The SCHEMA Group (SCHEMA) is expanding its previous 27% shareholding in TID Informatik GmbH (TID) to 100%.

TID Informatik GmbH (TID), headquartered in Inning am Ammersee and with a branch in Amberg, Germany, produces the CATALOGcreator® software and specializes in electronic spare parts catalogs and the management of service and spare parts information. With its products SCHEMA ST4 and SCHEMA CDS, SCHEMA is the leading manufacturer of professional software solutions for product and process documentation.

As a new wholly-owned subsidiary of the SCHEMA Group, TID Informatik will continue to operate as an independent company on the market alongside SCHEMA Consulting and SCHEMA Systems. The previous managing directors, founders Robert Schäfer and Rafi Boudjakdjian, will continue to run TID Informatik GmbH as managing directors.

With this acquisition, the SCHEMA Group is expanding its portfolio as a provider of system solutions for content lifecycle management. With more than 300 customers from various industries, TID Informatik is the leading producer of software for the creation of electronic parts catalogs and service information systems. TID has recorded strong and profitable growth in recent years and employs around 50 people at its Inning am Ammersee and Amberg locations. The SCHEMA Group has thus grown to a total of 180 employees.

“I am delighted that TID Informatik and SCHEMA will be working even more closely together in the future. Through integrated software solutions and services, we can offer a unique platform for digitization and automation of product and service information,” explains Robert Schäfer, founder and Managing Director of TID Informatik GmbH.

“We are pursuing the same strategic goals together and complement each other perfectly,” emphasizes Marcus Kesseler, founder and Managing Director of the SCHEMA Group.

“Digitization and Industry 4.0 is based on professionally created, digitized and integrated product and service information. Together, we can offer our customers a unique product and service offering.”

What is SCHEMA?
The SCHEMA Group was founded in Nuremberg in 1995 and is a medium-sized software manufacturer with more than 130 employees. The SCHEMA Group produces component content management and content delivery solutions for editorial offices that create product-related content. Software from SCHEMA helps companies to describe complex products and to produce and distribute these descriptions on different media.

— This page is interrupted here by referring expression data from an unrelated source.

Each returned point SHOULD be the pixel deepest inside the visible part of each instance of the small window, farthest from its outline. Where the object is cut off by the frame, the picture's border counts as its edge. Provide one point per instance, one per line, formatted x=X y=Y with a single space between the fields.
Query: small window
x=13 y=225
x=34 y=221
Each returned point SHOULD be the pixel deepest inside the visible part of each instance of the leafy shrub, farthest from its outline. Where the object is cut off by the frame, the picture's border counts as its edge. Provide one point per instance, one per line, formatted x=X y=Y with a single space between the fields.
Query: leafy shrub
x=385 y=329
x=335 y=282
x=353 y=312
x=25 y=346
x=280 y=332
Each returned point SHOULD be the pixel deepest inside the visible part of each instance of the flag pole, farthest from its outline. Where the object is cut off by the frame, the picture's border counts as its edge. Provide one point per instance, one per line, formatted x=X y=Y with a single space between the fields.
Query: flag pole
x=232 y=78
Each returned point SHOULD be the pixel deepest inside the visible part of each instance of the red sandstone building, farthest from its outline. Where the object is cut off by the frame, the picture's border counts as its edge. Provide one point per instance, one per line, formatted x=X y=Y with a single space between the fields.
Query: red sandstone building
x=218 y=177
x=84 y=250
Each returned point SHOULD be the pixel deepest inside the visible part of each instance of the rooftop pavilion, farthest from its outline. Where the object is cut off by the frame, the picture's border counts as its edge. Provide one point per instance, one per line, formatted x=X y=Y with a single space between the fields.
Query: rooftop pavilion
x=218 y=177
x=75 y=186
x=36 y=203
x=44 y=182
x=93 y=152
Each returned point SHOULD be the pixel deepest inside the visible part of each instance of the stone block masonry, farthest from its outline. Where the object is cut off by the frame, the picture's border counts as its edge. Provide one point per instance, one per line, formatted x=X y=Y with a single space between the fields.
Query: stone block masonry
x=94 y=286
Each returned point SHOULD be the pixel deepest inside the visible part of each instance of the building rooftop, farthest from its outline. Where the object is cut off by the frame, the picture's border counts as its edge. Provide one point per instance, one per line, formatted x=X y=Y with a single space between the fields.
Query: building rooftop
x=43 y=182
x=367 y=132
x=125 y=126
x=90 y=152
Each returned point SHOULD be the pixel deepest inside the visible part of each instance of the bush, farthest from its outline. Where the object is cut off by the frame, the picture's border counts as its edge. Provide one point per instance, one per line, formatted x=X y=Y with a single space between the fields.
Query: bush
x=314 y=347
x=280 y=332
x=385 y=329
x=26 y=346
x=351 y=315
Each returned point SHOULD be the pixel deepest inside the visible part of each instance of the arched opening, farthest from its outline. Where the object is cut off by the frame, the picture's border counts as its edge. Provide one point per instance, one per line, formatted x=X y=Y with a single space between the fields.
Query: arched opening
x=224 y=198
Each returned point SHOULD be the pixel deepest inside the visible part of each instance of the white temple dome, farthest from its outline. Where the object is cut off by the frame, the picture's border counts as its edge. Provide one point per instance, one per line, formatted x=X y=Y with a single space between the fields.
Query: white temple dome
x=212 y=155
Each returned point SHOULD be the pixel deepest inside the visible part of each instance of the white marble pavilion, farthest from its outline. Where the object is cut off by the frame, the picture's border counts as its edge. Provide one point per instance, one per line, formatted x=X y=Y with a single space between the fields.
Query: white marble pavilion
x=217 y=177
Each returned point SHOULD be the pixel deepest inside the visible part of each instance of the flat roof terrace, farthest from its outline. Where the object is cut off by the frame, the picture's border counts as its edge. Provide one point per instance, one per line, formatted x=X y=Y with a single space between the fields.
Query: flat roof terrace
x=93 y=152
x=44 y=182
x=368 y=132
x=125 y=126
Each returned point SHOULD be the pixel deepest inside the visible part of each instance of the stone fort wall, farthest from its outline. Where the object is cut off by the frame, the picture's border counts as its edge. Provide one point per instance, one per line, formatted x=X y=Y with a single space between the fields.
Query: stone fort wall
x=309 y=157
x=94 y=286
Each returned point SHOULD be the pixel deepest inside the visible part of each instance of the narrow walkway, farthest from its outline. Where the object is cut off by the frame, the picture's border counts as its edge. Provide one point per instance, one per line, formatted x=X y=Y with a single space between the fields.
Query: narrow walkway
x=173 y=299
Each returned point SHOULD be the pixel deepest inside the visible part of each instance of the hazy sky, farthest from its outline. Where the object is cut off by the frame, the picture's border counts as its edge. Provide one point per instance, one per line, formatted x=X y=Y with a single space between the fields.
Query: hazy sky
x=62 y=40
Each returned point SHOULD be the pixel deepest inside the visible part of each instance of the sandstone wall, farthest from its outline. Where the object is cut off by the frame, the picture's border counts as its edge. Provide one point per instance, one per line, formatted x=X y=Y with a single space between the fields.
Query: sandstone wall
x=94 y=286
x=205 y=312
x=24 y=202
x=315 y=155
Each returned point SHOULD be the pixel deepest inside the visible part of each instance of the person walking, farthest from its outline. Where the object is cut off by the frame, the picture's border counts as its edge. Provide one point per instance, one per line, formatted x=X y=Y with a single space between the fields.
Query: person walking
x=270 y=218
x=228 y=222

The XML editing system SCHEMA ST4 is one of the most widely used systems for the modular creation of documentation, package inserts and marketing materials. The system covers all areas of creation, versioning, variant control, translation, administration and publication of product-related content – from authoring support during input to the finished layout for the print catalog.
The SCHEMA Content Delivery Server offers companies a standard solution for automatically distributing intelligent information created in editorial systems to end users in a targeted and context-specific manner. This ensures that exactly the right information arrives automatically on mobile devices.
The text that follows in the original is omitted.